Eight Supreme Court justices spent an hour on April 25 arguing with three lawyers and one another about the constitutionality of the federal regulation governing political advertising by nonprofit advocacy corporations. But all nine justices and all three lawyers missed what, I respectfully submit, should be the point of the case. They should be focusing on how Congress rigged the McCain-Feingold campaign finance law to protect its own members from criticism by their constituents.
In a nutshell, the problem with the Court’s approach to the 2002 law’s ban on so-called sham issue ads by nonprofit advocacy corporations is that the justices are focusing on the word "corporations" when they should be focusing on "nonprofit."
A typical issue ad might say something like "tell Senator Jones to stop filibustering judicial nominees," or "tell Senator Jones to vote for reproductive choice." Groups paying to air such ads almost always want the targeted lawmaker to vote as urged or to be defeated in the next election—or both.

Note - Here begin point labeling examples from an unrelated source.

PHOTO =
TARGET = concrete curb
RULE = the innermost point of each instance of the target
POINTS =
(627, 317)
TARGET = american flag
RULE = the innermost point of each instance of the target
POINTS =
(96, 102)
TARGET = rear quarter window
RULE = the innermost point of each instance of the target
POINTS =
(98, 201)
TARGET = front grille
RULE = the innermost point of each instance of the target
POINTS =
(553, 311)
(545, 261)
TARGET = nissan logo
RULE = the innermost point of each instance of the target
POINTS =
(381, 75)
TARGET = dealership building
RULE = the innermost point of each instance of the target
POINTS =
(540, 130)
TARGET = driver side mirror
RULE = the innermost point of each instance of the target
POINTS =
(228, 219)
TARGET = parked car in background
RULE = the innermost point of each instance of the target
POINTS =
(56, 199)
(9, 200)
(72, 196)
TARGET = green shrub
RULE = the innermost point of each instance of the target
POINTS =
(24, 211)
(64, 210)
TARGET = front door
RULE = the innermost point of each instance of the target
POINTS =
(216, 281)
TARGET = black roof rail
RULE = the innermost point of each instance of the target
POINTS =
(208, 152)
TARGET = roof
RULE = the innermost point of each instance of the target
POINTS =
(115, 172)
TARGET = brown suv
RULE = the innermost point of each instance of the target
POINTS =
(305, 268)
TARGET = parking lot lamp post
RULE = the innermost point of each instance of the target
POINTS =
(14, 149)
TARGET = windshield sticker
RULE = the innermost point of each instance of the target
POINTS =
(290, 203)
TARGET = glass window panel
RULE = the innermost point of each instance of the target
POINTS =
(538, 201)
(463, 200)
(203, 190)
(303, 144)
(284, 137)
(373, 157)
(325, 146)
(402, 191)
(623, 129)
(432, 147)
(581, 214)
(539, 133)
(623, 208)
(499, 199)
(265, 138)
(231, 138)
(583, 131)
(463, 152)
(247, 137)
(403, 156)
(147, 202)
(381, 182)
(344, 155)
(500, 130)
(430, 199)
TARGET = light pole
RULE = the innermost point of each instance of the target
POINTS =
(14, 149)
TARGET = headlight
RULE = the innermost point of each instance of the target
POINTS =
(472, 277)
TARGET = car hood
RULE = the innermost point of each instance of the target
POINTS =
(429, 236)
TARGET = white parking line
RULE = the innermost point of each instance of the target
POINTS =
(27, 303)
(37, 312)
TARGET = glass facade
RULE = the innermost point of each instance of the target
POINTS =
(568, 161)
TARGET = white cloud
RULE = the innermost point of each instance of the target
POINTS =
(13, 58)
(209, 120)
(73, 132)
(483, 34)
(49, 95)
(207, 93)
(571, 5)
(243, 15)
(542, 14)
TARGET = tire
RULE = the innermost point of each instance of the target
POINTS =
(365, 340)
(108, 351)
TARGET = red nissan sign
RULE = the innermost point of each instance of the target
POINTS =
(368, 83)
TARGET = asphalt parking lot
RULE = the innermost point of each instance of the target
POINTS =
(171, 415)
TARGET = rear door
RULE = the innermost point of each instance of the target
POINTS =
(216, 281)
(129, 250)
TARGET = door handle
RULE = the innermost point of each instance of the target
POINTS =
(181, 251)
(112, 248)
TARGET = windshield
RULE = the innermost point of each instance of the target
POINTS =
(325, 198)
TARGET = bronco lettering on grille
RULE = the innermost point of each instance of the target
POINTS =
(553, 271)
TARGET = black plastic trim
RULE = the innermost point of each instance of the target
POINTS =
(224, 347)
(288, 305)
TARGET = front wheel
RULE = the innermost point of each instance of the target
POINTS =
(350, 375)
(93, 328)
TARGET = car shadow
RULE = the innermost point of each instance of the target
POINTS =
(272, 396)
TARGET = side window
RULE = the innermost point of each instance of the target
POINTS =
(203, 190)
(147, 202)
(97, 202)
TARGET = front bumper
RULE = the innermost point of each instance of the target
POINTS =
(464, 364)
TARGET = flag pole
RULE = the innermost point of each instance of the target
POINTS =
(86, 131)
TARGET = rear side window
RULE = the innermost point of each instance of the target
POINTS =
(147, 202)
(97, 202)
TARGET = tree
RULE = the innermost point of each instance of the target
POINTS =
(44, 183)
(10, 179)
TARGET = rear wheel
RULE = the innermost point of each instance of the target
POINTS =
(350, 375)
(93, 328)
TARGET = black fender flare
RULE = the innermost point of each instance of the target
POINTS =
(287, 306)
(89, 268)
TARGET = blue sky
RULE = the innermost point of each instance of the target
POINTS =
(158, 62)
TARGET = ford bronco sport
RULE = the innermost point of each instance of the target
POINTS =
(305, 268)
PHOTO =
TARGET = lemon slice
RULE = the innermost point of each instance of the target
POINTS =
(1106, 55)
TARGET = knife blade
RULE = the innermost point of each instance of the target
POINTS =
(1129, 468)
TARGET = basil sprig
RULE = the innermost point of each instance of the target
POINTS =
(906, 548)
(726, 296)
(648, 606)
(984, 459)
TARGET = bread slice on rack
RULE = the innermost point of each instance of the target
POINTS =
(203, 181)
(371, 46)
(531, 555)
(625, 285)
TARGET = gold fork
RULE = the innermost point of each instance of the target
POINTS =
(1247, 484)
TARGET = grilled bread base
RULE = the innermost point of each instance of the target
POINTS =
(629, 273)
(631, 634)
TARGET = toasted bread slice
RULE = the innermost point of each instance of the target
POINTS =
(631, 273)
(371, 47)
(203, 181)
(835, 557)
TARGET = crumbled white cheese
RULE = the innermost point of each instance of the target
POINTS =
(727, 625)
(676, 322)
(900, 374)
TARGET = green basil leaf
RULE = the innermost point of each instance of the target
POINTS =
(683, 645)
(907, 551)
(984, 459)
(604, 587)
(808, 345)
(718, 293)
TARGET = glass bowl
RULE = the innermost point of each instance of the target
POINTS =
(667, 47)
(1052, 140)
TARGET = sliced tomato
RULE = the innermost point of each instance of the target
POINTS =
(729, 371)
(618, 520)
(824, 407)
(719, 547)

Seeking to determine which purpose predominates—the focus of the current debate—is a mug’s game.
McCain-Feingold’s ban on such issue ads has been touted as necessary to keep big, bad corporations and labor unions from pouring money into election campaigns. Corporations and unions have long been banned from doing this directly, through contributions to candidates, and should not be allowed to do it indirectly either, the argument goes.
So far, so good. It would distort the democratic process to allow Fortune 500 CEOs and union bosses to spend large sums of stockholders’ and members’ money to support candidates whom the stockholders and members might not choose to support. There is no First Amendment right to spend someone else’s money on electioneering ads.